Need larger volumes or scheduled refresh? After purchasing this sample, message us about enterprise-scale bundles and monthly/weekly/daily subscriptions.
Dataset Features (representative)
- event_id — Synthetic unique event ID.
- ts_utc — Event timestamp (ISO-8601, UTC).
- user_id / session_id / account_id — Synthetic identifiers (non-linkable).
- app_surface — web | mobile | api | backend.
- event_name — login, view_page, click_button, feature_use, api_call, error, etc.
- feature_key — Feature/flag identifier when applicable.
- api_endpoint / http_method / status_code — For API events.
- latency_ms / bytes_in / bytes_out — Performance & payload hints.
- device_os / app_version / browser — Client context (when web/mobile).
- country / city — ISO-2 + synthetic city.
- utm_source / utm_campaign / referrer — Synthetic attribution fields.
- plan_tier — free | trial | pro | enterprise.
- mrr_usd — Synthetic monthly recurring revenue at account snapshot.
- active_minutes / session_duration_s / pages_viewed — Engagement metrics.
- error_code / error_class — For error events (short codes).
- churn_risk_score — 0–1 synthetic signal for modelling demos.
- nps_score — Optional 0–10 survey events.

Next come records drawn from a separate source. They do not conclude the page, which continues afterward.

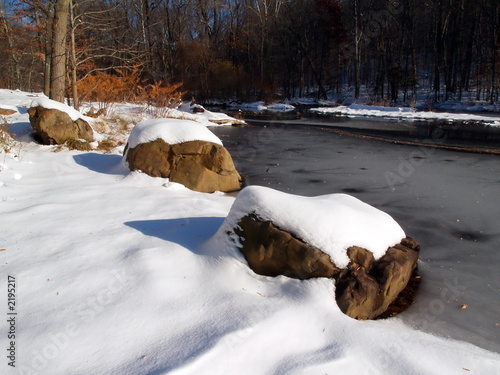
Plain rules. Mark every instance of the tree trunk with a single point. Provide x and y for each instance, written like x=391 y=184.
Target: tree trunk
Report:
x=58 y=73
x=76 y=102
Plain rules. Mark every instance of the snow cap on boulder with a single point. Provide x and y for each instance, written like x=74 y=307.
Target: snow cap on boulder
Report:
x=331 y=223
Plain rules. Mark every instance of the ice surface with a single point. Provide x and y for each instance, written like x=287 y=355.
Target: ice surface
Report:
x=443 y=199
x=332 y=223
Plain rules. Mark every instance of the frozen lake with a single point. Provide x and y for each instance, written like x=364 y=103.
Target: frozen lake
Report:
x=446 y=200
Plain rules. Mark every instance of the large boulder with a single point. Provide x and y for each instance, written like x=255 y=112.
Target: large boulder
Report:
x=329 y=236
x=169 y=149
x=56 y=126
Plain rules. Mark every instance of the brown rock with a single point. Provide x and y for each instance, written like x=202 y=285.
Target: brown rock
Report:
x=198 y=165
x=271 y=251
x=56 y=127
x=364 y=289
x=367 y=287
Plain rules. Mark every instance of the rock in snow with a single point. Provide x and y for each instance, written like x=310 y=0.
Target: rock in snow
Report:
x=335 y=236
x=56 y=123
x=182 y=151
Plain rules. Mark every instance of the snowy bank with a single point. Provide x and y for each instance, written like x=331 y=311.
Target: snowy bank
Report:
x=332 y=223
x=403 y=113
x=52 y=104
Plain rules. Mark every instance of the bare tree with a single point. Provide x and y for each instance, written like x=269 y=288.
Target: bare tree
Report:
x=58 y=72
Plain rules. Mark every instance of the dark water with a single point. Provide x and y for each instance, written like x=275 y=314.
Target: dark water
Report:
x=446 y=200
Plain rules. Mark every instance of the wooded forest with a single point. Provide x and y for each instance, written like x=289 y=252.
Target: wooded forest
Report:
x=388 y=51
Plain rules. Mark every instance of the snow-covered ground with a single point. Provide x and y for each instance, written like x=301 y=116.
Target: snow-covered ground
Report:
x=119 y=273
x=404 y=113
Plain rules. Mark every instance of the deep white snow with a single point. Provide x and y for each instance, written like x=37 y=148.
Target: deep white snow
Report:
x=52 y=104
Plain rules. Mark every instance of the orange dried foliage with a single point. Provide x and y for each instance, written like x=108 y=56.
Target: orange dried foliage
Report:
x=125 y=87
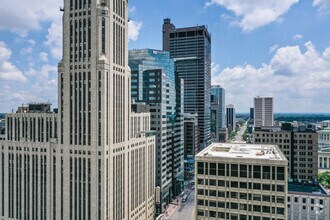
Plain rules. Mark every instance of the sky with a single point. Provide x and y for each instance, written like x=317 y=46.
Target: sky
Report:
x=267 y=48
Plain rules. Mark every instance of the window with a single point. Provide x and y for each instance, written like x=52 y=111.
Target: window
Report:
x=256 y=172
x=213 y=169
x=280 y=173
x=221 y=169
x=243 y=171
x=234 y=170
x=200 y=166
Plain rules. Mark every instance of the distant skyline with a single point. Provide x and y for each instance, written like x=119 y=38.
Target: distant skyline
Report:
x=284 y=53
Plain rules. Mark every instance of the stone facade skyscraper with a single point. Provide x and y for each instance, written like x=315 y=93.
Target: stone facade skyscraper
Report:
x=95 y=159
x=191 y=50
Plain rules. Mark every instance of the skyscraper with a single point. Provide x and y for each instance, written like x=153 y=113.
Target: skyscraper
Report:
x=217 y=111
x=231 y=118
x=191 y=50
x=154 y=83
x=95 y=159
x=263 y=111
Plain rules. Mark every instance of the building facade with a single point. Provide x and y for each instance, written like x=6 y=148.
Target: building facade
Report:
x=231 y=118
x=235 y=181
x=191 y=50
x=217 y=111
x=154 y=83
x=324 y=148
x=308 y=201
x=82 y=163
x=299 y=147
x=191 y=143
x=263 y=111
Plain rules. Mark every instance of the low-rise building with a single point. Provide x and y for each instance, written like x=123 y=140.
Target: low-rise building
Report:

(Exact columns may vary slightly by bundle; see the included preview CSV for this sample’s schema.)
Distribution
- Format: ZIP containing Parquet shards (Snappy) + README.
- Volume: 100,000 rows, ~18–30 columns, 1–5 Parquet parts.

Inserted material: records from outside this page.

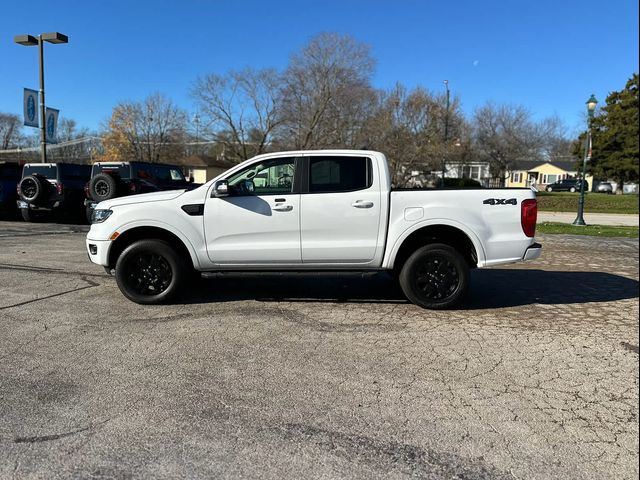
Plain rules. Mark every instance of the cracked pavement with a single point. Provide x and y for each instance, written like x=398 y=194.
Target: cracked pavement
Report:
x=331 y=377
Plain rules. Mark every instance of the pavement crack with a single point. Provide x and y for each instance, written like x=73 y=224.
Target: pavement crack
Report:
x=46 y=297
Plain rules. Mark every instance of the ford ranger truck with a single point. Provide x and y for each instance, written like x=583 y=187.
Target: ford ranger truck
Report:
x=327 y=210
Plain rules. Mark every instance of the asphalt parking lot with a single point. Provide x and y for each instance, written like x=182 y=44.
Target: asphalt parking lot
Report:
x=331 y=377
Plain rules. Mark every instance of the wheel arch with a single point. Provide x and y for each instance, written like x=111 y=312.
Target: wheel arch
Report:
x=134 y=234
x=464 y=242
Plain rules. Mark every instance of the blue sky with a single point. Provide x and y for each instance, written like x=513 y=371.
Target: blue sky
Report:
x=546 y=55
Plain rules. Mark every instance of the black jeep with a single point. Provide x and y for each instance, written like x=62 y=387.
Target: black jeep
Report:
x=52 y=188
x=116 y=179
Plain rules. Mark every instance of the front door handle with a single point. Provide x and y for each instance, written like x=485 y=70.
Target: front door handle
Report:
x=282 y=208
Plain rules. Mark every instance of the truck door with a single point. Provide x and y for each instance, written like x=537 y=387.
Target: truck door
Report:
x=259 y=222
x=340 y=210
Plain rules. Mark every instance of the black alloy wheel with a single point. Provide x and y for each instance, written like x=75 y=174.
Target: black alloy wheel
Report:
x=435 y=276
x=32 y=188
x=150 y=272
x=102 y=188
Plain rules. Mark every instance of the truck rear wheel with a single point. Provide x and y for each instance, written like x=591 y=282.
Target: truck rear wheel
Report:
x=150 y=272
x=435 y=276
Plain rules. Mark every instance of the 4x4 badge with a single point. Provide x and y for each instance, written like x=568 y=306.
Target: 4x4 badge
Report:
x=500 y=201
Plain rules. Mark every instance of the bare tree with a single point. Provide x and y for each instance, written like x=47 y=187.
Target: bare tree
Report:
x=408 y=126
x=152 y=130
x=74 y=144
x=505 y=134
x=10 y=130
x=239 y=109
x=327 y=93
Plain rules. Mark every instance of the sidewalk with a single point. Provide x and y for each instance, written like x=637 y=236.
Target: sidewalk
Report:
x=614 y=219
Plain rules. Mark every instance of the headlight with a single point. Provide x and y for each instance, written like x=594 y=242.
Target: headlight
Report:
x=99 y=216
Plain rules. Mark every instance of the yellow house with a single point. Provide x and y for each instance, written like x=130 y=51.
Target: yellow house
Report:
x=541 y=174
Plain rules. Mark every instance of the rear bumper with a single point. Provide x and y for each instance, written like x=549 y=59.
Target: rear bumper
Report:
x=532 y=252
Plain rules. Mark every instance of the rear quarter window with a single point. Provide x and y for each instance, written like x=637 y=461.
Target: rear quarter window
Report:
x=339 y=174
x=47 y=171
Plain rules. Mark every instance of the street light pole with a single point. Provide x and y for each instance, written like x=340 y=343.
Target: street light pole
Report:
x=30 y=41
x=43 y=122
x=591 y=106
x=446 y=131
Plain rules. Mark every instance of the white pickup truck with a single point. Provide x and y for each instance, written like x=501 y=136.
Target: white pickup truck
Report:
x=312 y=211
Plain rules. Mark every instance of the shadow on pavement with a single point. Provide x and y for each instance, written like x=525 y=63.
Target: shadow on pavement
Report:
x=491 y=288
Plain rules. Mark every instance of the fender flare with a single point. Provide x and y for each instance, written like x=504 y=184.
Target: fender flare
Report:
x=162 y=226
x=390 y=257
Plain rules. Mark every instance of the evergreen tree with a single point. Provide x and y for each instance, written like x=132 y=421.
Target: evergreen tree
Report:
x=615 y=137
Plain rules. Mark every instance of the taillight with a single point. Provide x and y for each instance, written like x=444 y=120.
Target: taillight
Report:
x=529 y=216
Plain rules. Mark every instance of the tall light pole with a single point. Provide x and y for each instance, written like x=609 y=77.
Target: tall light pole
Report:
x=591 y=107
x=446 y=131
x=30 y=41
x=196 y=122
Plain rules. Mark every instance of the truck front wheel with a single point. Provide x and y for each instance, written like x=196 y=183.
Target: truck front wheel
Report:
x=435 y=276
x=150 y=272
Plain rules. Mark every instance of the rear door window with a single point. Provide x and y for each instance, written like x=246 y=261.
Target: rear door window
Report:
x=339 y=174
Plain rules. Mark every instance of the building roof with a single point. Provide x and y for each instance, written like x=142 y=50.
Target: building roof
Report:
x=204 y=161
x=527 y=165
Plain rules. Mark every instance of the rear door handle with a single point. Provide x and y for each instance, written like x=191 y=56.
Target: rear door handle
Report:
x=282 y=208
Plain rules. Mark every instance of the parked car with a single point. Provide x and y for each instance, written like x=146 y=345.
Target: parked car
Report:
x=313 y=210
x=47 y=188
x=604 y=187
x=9 y=178
x=567 y=185
x=117 y=179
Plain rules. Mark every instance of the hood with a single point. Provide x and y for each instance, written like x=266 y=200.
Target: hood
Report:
x=141 y=198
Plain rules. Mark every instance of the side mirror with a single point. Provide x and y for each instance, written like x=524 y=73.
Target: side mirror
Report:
x=221 y=189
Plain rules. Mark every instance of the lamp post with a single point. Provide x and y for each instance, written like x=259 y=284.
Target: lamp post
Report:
x=446 y=131
x=591 y=107
x=196 y=122
x=30 y=41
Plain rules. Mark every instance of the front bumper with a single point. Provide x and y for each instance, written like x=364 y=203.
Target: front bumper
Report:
x=532 y=252
x=98 y=251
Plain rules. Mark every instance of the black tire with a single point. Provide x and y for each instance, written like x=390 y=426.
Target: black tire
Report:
x=150 y=272
x=103 y=187
x=435 y=276
x=32 y=188
x=31 y=216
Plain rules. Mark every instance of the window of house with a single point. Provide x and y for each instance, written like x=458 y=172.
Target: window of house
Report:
x=339 y=174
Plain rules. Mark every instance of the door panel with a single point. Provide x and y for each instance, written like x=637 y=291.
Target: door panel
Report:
x=340 y=226
x=259 y=222
x=253 y=229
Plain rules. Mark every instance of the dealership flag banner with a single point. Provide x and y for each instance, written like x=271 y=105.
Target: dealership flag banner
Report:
x=30 y=107
x=51 y=125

- Approx Size: ~3–5 MB zipped (category-dependent).
- Schema stability: Names/types consistent across technology samples; full datasets partition by date / app_surface / account_id.
Usage
- Growth & product analytics: funnels, cohorts, feature adoption, retention.
- A/B testing sandboxes: flag/feature experimentation without PII.
- Reliability & SRE analytics: error rates, latency SLOs, capacity signals.
- Churn/upsell modelling: plan tiers, engagement, synthetic MRR signals.
- Pipeline QA & MLOps: schema checks, drift tests, dashboard demos.
Coverage
- Geographic: Multi-region synthetic coverage with ISO country codes.
- Time Range: Recent multi-year synthetic window reflecting weekly/seasonal patterns.
- PII: None. Fully synthetic; not re-identifiable.
License
Proprietary — internal use rights; redistribution/resale not permitted.
Who Can Use It
- Data Scientists/ML Engineers — feature engineering, baselines, monitoring.
- Product/Growth/Analytics — funnels, cohorts, activation & retention.
- SRE/Platform — performance/error analysis and alerting logic.
- RevOps/Finance — synthetic MRR & plan-tier experiments.
Important Notes / Disclaimers
- Not real user data. Not for direct targeting of individuals.
- Event rates, errors, and revenue fields follow synthetic distributions calibrated to public benchmarks; they do not represent any specific company.